Quote:
Originally Posted by whosnext
Edit to add: wait a minute, there is another way to have quads over quads in PLO, isn't there (board could be a "full house")??
You're right, that would use two hole cards if the player had a kicker higher than the pair on board. The boat couldn't be XXXAA or AAAKK. The kicker can't tie the pair because the villain needs quads of that rank.
This is a tedious case to calculate because there are many (110?) different probabilities to add. The board is xxxrr (where r is a rank from 1 to 12) and there is a different probability for each r and for x>r vs x<r.
The player with quad x's needs a playable kicker. The # of playable kickers (k) varies with r and r's relation to x.

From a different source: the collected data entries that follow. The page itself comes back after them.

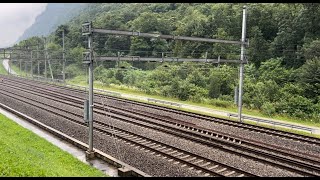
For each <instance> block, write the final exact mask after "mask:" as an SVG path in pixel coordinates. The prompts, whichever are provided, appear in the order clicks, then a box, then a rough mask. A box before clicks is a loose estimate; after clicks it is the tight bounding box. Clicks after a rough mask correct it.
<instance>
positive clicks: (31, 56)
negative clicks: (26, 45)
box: [30, 50, 33, 78]
mask: <svg viewBox="0 0 320 180" xmlns="http://www.w3.org/2000/svg"><path fill="white" fill-rule="evenodd" d="M30 71H31V77H32V78H33V66H32V50H31V70H30Z"/></svg>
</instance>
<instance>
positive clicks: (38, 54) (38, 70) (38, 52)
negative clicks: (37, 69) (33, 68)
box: [37, 44, 40, 77]
mask: <svg viewBox="0 0 320 180" xmlns="http://www.w3.org/2000/svg"><path fill="white" fill-rule="evenodd" d="M37 59H38V77H39V76H40V62H39V44H38V46H37Z"/></svg>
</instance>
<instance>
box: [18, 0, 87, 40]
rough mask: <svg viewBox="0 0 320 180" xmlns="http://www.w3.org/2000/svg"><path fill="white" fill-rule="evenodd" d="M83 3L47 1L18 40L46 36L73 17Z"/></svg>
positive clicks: (78, 11) (73, 16) (52, 31)
mask: <svg viewBox="0 0 320 180" xmlns="http://www.w3.org/2000/svg"><path fill="white" fill-rule="evenodd" d="M85 6H86V5H85V4H83V3H48V5H47V7H46V10H45V11H44V12H43V13H42V14H40V15H39V16H38V17H37V18H36V20H35V22H34V24H33V25H32V26H31V27H29V28H28V29H27V30H25V31H24V33H23V34H22V35H21V36H20V37H19V39H18V42H19V41H21V40H25V39H27V38H30V37H32V36H47V35H49V34H50V33H52V32H53V31H55V29H56V28H57V27H58V26H59V25H61V24H64V23H66V22H68V21H70V19H71V18H73V17H75V16H76V15H77V14H78V13H79V11H80V10H81V9H82V8H83V7H85Z"/></svg>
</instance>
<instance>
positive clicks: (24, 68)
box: [24, 61, 27, 77]
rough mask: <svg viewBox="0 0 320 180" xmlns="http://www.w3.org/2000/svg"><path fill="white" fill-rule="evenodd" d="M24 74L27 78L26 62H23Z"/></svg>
mask: <svg viewBox="0 0 320 180" xmlns="http://www.w3.org/2000/svg"><path fill="white" fill-rule="evenodd" d="M24 72H25V76H26V77H27V61H25V62H24Z"/></svg>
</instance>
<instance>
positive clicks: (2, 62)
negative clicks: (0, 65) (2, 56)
mask: <svg viewBox="0 0 320 180" xmlns="http://www.w3.org/2000/svg"><path fill="white" fill-rule="evenodd" d="M2 64H3V67H4V68H5V69H6V70H7V71H9V72H10V74H14V75H17V73H16V72H15V71H14V70H12V69H11V68H10V66H9V60H8V59H4V60H3V61H2Z"/></svg>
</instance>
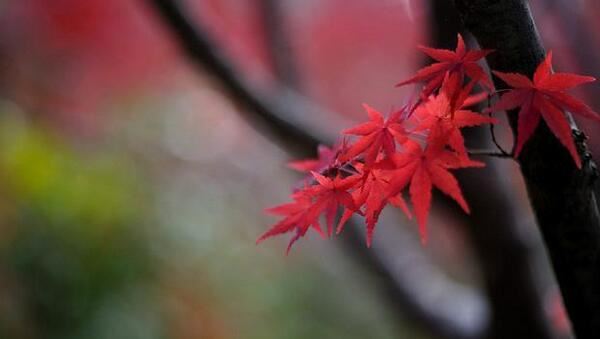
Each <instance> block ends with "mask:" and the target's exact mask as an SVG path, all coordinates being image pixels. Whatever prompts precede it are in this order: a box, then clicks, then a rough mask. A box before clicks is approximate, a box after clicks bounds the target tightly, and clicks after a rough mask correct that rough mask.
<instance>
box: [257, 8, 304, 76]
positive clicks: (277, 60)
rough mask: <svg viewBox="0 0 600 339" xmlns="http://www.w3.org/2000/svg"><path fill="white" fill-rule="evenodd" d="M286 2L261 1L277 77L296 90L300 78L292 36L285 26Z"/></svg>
mask: <svg viewBox="0 0 600 339" xmlns="http://www.w3.org/2000/svg"><path fill="white" fill-rule="evenodd" d="M285 4H286V2H285V1H284V0H261V1H260V6H261V14H262V20H263V23H264V24H263V29H264V33H265V37H266V40H267V46H266V48H267V49H268V50H269V52H270V53H269V55H270V57H271V62H272V64H273V70H274V72H275V76H276V77H277V78H278V79H279V80H280V81H281V82H282V83H284V84H287V85H288V86H291V87H292V88H295V87H296V85H298V84H299V83H300V78H299V75H298V72H297V71H296V67H295V65H294V58H293V53H292V48H291V43H290V40H289V38H290V34H288V27H287V26H286V25H285V22H286V20H285V11H283V8H284V6H285Z"/></svg>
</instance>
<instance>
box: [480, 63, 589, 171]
mask: <svg viewBox="0 0 600 339" xmlns="http://www.w3.org/2000/svg"><path fill="white" fill-rule="evenodd" d="M494 74H495V75H496V76H497V77H499V78H500V79H502V81H504V82H505V83H507V84H508V85H510V86H511V87H513V89H512V90H510V91H508V92H506V93H505V94H504V95H502V97H501V98H500V100H499V101H498V102H497V103H496V104H495V105H494V106H493V107H492V108H490V110H492V111H505V110H510V109H514V108H517V107H521V109H520V111H519V117H518V123H517V145H516V149H515V157H518V156H519V154H520V153H521V151H522V149H523V146H524V145H525V143H526V142H527V140H529V138H530V137H531V136H532V135H533V132H534V131H535V129H536V128H537V126H538V125H539V122H540V118H544V121H545V122H546V125H548V127H549V128H550V130H551V131H552V133H553V134H554V135H555V136H556V137H557V138H558V140H560V142H561V143H562V144H563V145H564V146H565V147H566V148H567V150H568V151H569V153H571V156H572V157H573V160H574V161H575V164H576V165H577V167H578V168H581V159H580V158H579V154H578V153H577V148H576V147H575V143H574V141H573V137H572V134H571V126H570V124H569V121H568V120H567V118H566V116H565V110H566V111H570V112H572V113H575V114H579V115H581V116H583V117H586V118H589V119H594V120H600V116H598V114H597V113H596V112H594V111H593V110H592V109H591V108H590V107H589V106H587V105H586V104H584V103H583V102H581V101H580V100H578V99H576V98H574V97H573V96H571V95H569V94H567V93H566V92H565V91H566V90H567V89H569V88H572V87H575V86H578V85H581V84H585V83H588V82H592V81H595V80H596V79H595V78H593V77H589V76H582V75H578V74H571V73H554V74H553V73H552V52H548V55H547V56H546V59H545V60H544V61H542V63H541V64H540V65H539V66H538V67H537V69H536V71H535V74H534V75H533V81H531V80H529V78H527V77H526V76H524V75H522V74H517V73H503V72H497V71H494Z"/></svg>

If x<r then k=4(13-r) else k=4(12-r)
The # of valid ways to group the cards (p) depends on the # of playable kickers dealt (j).
P(quads>quads | xxxrr) = sum of 15 * C(k,j) * C(52-k, 5-j) * (p/35) / C(47,8) from j=1 to 5
j=1 → p = 6
j=2 → p = 9
j>2 → p = 10
P(board xxxrr such that x>r) = 24(13-r) / C(52,5)
P(board xxxrr such that x<r) = 24(r-1) / C(52,5)
For r=12 we only consider x<r.
I'll compute it another time.
Last edited by heehaww; 07-24-2019 at 10:46 AM.